OXFORD, Miss. — There’s a newly sanctioned league in Mississippi that’s taking over athletics, and athletes can get in the game without ever leaving their seats.
Electronic sports, better known as Esports, have skyrocketed in popularity the last few years. Players compete online against anyone in the world — or for the Oxford High School Chargers, any other high school in the state.
“The MHSAA (Mississippi High School Activities Association) was actively looking for ways to involve more students,” said Ryne Bankston, Esports coach at Oxford High School. “They’ve legitimized them. They’ve taken them under their umbrella and really given them the attention and support.”
“It was very exciting for me, and it was kind of surreal,” senior Robbie McCurdy said. “Esports in high schools, you never really hear about it.”
“I was extremely happy, and I was kind of taken away,” senior Cooper Caviness said. “It was an opportunity for me to explore one of my greatest passions.”
The MHSAA is about to begin its second year of state-sanctioned Esports.
Oxford High’s Esports team more than tripled its roster from year one to year two, and they’re ahead of the curve.
They use Play V-S as a host.
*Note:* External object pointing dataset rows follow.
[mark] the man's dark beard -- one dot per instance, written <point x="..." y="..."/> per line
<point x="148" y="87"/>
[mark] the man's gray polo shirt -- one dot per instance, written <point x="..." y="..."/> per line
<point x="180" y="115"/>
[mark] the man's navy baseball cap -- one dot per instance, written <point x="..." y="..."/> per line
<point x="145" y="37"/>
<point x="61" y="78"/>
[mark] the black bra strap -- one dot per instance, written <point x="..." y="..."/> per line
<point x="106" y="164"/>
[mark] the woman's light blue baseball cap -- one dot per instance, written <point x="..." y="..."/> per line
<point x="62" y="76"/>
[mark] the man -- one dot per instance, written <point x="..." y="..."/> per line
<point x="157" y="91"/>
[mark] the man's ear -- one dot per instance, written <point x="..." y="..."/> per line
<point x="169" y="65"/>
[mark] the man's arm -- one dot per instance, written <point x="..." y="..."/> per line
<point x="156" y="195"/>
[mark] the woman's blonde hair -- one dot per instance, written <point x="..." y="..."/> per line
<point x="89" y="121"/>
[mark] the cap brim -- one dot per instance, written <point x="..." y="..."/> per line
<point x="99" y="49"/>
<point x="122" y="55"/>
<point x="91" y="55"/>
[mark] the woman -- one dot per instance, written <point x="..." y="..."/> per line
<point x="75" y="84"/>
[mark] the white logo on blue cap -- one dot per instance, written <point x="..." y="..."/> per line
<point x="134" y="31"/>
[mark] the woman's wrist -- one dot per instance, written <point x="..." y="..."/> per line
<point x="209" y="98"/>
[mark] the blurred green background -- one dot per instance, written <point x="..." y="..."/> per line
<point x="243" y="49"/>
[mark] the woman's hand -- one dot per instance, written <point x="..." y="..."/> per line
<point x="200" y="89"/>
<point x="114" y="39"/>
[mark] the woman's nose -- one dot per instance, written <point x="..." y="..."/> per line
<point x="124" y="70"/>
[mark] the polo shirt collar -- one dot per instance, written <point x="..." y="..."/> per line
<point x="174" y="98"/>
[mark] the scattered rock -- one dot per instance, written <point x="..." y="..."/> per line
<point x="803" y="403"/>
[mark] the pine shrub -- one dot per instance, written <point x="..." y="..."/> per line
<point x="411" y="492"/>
The largest organized gaming league in the country, Play V-S claims to have a wait list of over 13,000 schools, anxious to launch their own program.
“Our school district is constantly looking to provide opportunities for kids to engage and represent the school in a positive way,” Bankston said. “They recognized that this was one of those, and they’ve been on board.”
It’s not on a field or on a court, but in the computer lab that Oxford High School competes in the newest and fasted growing sport in the state of Mississippi.
They practice at least once a week in school, along with dozens of hours at home.
“It’s more about learning how to deal with situations as they come; more adapting versus being unprepared,” Caviness said.
“As it gets more and more official, more and more people commit, which allows you to have better practices and longer practices,” McCurdy said.
Once a week, the Chargers go to battle against high schools across the state.
“The competition level is insane,” Caviness said. “It takes a very calm person to understand the game and not get tilted.”
“Later that week, we’ll take that game and review it as film and see what we can do better,” McCurdy said.
“The best thing I can do for these kids is try to help them handle the highs and lows of competition,” Bankston said.
As of now, only 18 states allow for sanctioned Esports gaming, but that number continues to grow.
“The amount of people playing video games has gone up,” Caviness said. “The amount of teens playing them every day has gone up because of the fact that it’s more accessible to everyone.”
“Esports will very easily become the biggest sports program at any given high school,” Bankston said.
The Esports season in Mississippi officially began Feb 17. It will run its season through the Mississippi spring sports calendar.